细胞色素P450的诱导可导致药物相互作用和疗效失败。肝脏和肠道中的诱导风险通常从平板培养的肝细胞实验中推断得出。类器官是源自干细胞的具有生理相关性的多细胞结构。肠道干细胞衍生的类器官保留了正常肠道生理的特征,如上皮屏障和细胞多样性。从两名供体的回肠和结肠活检组织中生成的匹配的人肠类器官和结肠类器官系在细胞外基质中培养3天,然后用利福平、奥美拉唑、CITCO和苯妥英进行单次48小时处理,处理浓度为可诱导肝细胞中靶基因的浓度。处理后,分析mRNA以检测靶基因的诱导情况。利福平诱导CYP3A4;回肠类器官的估计EC50和最大诱导倍数分别为3.75 μM和8.96倍,结肠类器官分别为1.40 μM和11.3倍。回肠类器官而非结肠类器官表现出硝苯地平氧化酶活性,该活性被利福平诱导高达14倍。测试化合物未增加回肠类器官中CYP1A2、CYP2B6、多药耐药转运蛋白1(P-糖蛋白)、乳腺癌耐药蛋白和尿苷二磷酸葡萄糖醛酸基转移酶1A1的mRNA表达。虽然奥美拉唑诱导了CYP3A4(高达5.3倍,几何平均值,n = 4次实验),但组成型雄烷受体激活剂苯妥英和CITCO未诱导。奥美拉唑未能诱导CYP1A2 mRNA,但诱导了CYP1A1 mRNA(回肠和结肠类器官中分别高达7.7倍和15倍,n = 4次实验)。
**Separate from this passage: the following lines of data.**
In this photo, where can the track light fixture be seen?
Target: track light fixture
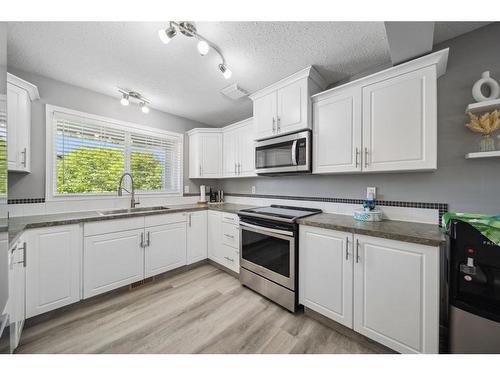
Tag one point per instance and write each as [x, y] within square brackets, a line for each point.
[204, 46]
[141, 100]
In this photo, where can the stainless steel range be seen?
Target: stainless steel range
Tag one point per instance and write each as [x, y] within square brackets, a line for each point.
[269, 251]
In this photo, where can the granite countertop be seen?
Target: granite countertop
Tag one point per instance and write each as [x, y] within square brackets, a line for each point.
[18, 224]
[419, 233]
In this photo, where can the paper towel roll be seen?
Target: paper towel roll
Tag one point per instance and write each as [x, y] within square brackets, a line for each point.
[202, 193]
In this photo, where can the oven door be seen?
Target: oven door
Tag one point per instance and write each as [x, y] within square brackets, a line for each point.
[286, 154]
[268, 252]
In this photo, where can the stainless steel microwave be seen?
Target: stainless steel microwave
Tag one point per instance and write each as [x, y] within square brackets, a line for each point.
[287, 154]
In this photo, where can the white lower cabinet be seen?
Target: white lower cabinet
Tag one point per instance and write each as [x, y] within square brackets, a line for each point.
[112, 260]
[326, 283]
[53, 264]
[384, 289]
[396, 294]
[196, 236]
[223, 239]
[164, 248]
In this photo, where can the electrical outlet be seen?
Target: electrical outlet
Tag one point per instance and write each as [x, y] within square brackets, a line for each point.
[371, 190]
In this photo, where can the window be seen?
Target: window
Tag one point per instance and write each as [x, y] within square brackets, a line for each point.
[91, 153]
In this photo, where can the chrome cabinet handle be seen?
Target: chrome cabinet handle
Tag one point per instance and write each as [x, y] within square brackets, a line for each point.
[347, 248]
[24, 157]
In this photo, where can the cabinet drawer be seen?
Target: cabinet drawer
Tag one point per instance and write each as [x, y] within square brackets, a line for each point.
[152, 220]
[231, 235]
[230, 218]
[110, 226]
[230, 258]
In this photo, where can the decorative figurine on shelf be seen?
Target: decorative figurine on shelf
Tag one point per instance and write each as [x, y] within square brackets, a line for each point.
[494, 88]
[485, 125]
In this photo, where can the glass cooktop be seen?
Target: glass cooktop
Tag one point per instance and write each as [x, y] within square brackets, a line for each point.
[285, 212]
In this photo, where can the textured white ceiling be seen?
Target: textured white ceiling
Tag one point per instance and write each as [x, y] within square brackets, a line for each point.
[103, 55]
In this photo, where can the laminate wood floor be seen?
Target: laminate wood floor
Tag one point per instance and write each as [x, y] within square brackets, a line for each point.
[203, 310]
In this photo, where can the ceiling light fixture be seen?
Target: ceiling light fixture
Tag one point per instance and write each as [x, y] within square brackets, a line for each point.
[188, 29]
[124, 100]
[127, 95]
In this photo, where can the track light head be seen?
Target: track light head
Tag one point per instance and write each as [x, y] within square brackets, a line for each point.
[167, 34]
[226, 72]
[144, 107]
[124, 100]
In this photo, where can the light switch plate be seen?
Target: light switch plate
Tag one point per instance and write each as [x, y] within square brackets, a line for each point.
[371, 189]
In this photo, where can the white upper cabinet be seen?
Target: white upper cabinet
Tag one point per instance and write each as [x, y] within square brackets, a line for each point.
[205, 153]
[285, 107]
[337, 132]
[380, 123]
[20, 94]
[53, 276]
[239, 151]
[400, 122]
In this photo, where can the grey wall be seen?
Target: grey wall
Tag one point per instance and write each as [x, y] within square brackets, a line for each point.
[466, 185]
[62, 94]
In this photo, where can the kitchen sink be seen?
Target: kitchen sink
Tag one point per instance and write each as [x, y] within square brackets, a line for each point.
[125, 211]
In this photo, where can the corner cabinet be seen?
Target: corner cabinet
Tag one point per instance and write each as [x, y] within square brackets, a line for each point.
[384, 289]
[285, 107]
[20, 94]
[381, 123]
[205, 153]
[239, 150]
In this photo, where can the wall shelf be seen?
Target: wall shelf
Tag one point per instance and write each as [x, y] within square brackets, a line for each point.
[486, 154]
[485, 106]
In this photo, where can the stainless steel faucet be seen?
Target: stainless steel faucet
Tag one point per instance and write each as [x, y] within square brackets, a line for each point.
[133, 202]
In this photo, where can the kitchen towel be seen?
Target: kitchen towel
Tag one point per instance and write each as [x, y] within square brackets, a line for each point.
[488, 225]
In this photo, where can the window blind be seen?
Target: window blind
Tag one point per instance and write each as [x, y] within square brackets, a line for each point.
[91, 156]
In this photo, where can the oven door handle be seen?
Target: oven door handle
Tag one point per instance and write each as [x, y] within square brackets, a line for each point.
[294, 153]
[265, 229]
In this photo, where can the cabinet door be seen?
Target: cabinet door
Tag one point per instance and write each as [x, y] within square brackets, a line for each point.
[246, 148]
[18, 124]
[400, 123]
[196, 236]
[337, 132]
[326, 270]
[293, 101]
[264, 115]
[214, 236]
[195, 156]
[230, 152]
[396, 294]
[17, 292]
[53, 270]
[211, 155]
[165, 248]
[112, 260]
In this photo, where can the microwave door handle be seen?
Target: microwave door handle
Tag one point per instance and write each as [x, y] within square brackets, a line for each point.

尽管实验内和实验间存在相对较高的变异性,但数据表明该模型产生的诱导反应与肝细胞不同,有望用于评估肠道中CYP1A1和CYP3A4的诱导情况。重要性声明:评估了一种用于测试肠道中P450诱导的成人肠道干细胞衍生类器官模型。用人结肠和回肠类器官测试几种典型诱导剂对P450同工酶、尿苷二磷酸葡萄糖醛酸基转移酶1A1、P-糖蛋白和乳腺癌耐药蛋白mRNA诱导的情况,得到了一系列反应,这些反应通常与肝细胞中的反应不同,表明该模型作为一种具有生理相关性的肠道诱导测试系统具有进一步开发的潜力。